Hello Jian, I think that I've understood a basic difference in perspective between us.
Our perspective is simply that sequences sit in repertoires, and that it's most powerful to understand them in this way. We can use characteristics of the entire repertoire to tell us about each individual sequence. As a simple example, if we have a large repertoire sample and only one sequence is inferred to use a given germline V gene, that inference is probably incorrect: it would be very improbable for there to be only one rearranged receptor sequence using that gene. Most modern applications of immune receptor computational tools are to an entire sample at a time or more, so leveraging properties of the whole repertoires can be useful in practice.
So, if we are going to be testing methods that use whole-repertoire information to say something about each individual sequence, we need to be simulating whole repertoires. Because the result of such a simulation is a function of all of the sequences in the sample, it becomes difficult to disentangle the contribution to accuracy of each allele in the simulated repertoire. For example, simulating using two similar alleles will make for a more difficult problem than simulating from two very different ones. If we want to score a per-allele performance, do we do so in a simulated repertoire with other such "distracting" alleles or not?
There is also a more practical reason: at the end of the day people are going to want one or a few numbers summarizing performance. If we score performance on each allele individually, that's hundreds of V alleles, but then we will need to test those in combination with the various D and J alleles. The number of combinations is quite large (of course, that's the point ) and too much for us to really digest. This motivates summaries across all these trials. I would argue that the most natural summary would be an average performance weighted by the frequency of occurrence of the various alleles, and we are back to looking at the allele frequency again! By simulating from repertoires with these weights built in we don't have to try all combinations or do any such post-summarization-- it comes for free.

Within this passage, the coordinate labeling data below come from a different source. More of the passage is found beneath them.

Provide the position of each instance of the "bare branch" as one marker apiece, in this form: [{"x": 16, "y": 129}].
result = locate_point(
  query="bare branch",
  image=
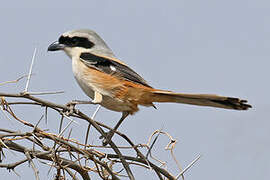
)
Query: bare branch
[{"x": 30, "y": 71}]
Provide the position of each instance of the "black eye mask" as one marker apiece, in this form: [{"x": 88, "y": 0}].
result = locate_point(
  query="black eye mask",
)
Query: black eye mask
[{"x": 76, "y": 42}]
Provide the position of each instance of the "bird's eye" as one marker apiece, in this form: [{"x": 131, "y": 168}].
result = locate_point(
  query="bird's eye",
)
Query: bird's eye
[{"x": 74, "y": 41}]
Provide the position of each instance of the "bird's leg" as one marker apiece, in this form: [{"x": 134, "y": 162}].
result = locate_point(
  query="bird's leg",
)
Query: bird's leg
[
  {"x": 109, "y": 135},
  {"x": 71, "y": 105}
]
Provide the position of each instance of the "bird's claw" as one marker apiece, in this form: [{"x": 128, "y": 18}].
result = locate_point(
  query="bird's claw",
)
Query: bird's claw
[
  {"x": 71, "y": 107},
  {"x": 107, "y": 138}
]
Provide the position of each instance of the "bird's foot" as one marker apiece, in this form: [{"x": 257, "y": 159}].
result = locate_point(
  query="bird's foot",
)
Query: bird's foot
[
  {"x": 71, "y": 107},
  {"x": 107, "y": 138}
]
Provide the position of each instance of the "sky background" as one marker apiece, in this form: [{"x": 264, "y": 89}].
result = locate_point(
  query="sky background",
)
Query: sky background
[{"x": 192, "y": 46}]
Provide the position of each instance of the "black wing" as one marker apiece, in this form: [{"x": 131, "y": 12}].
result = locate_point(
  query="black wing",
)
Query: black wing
[{"x": 112, "y": 67}]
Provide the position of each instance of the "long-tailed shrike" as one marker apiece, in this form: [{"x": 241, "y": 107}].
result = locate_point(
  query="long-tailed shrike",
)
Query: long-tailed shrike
[{"x": 114, "y": 85}]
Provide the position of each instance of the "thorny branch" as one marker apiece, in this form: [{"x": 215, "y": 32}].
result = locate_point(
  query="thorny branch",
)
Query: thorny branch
[{"x": 68, "y": 156}]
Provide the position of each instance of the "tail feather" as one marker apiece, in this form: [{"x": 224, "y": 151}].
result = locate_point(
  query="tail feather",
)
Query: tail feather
[{"x": 200, "y": 99}]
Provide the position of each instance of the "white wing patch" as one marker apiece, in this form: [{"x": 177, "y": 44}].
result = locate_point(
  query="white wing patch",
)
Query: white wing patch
[{"x": 112, "y": 68}]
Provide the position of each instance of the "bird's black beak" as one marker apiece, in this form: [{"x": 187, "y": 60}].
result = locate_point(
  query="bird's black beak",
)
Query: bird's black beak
[{"x": 56, "y": 46}]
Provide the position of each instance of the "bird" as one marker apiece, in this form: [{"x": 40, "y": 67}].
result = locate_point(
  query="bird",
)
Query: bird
[{"x": 114, "y": 85}]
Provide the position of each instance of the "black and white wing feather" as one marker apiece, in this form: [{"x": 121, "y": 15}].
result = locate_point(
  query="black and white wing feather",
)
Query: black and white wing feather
[{"x": 109, "y": 66}]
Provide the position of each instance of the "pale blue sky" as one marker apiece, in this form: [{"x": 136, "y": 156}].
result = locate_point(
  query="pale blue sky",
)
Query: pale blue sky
[{"x": 208, "y": 46}]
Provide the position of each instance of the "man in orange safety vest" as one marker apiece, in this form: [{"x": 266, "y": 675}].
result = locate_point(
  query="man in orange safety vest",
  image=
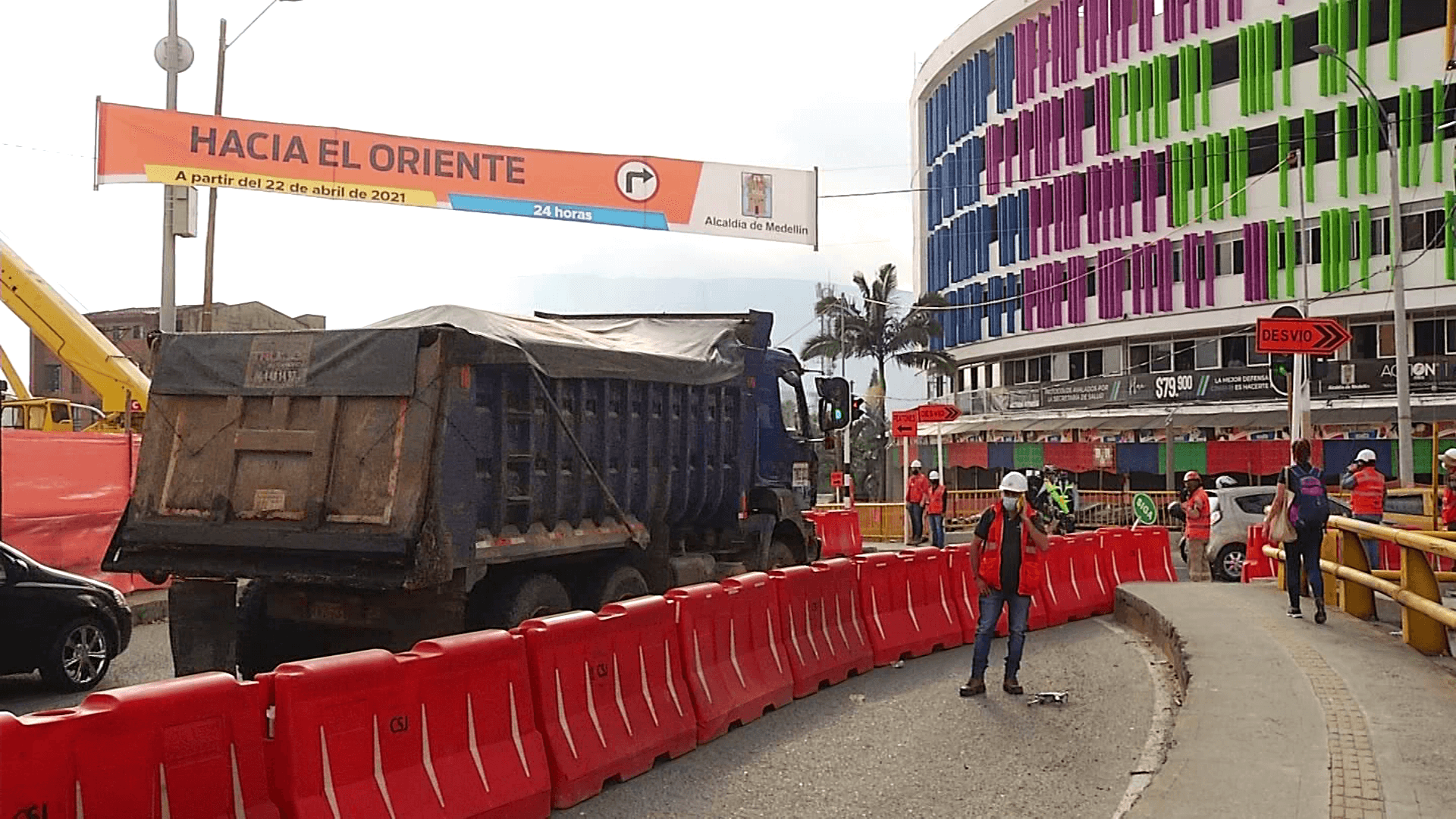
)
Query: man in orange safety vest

It is true that there aren't many individuals that have been genotyped by direct sequencing of their unrearranged germline genes. However, there are now many tools that can be used to infer genotypes directly from rearranged sequences. Although these tools are not perfect, I think that we can all agree that a whole-repertoire simulation based on germline inference using these tools is going to be a lot more realistic than simulating a repertoire using all of the alleles in IMGT together. No single individual has ever had all of these alleles.
Thanks for thinking about this with me. Any other voices out there? @javh, @a.collins, @laserson?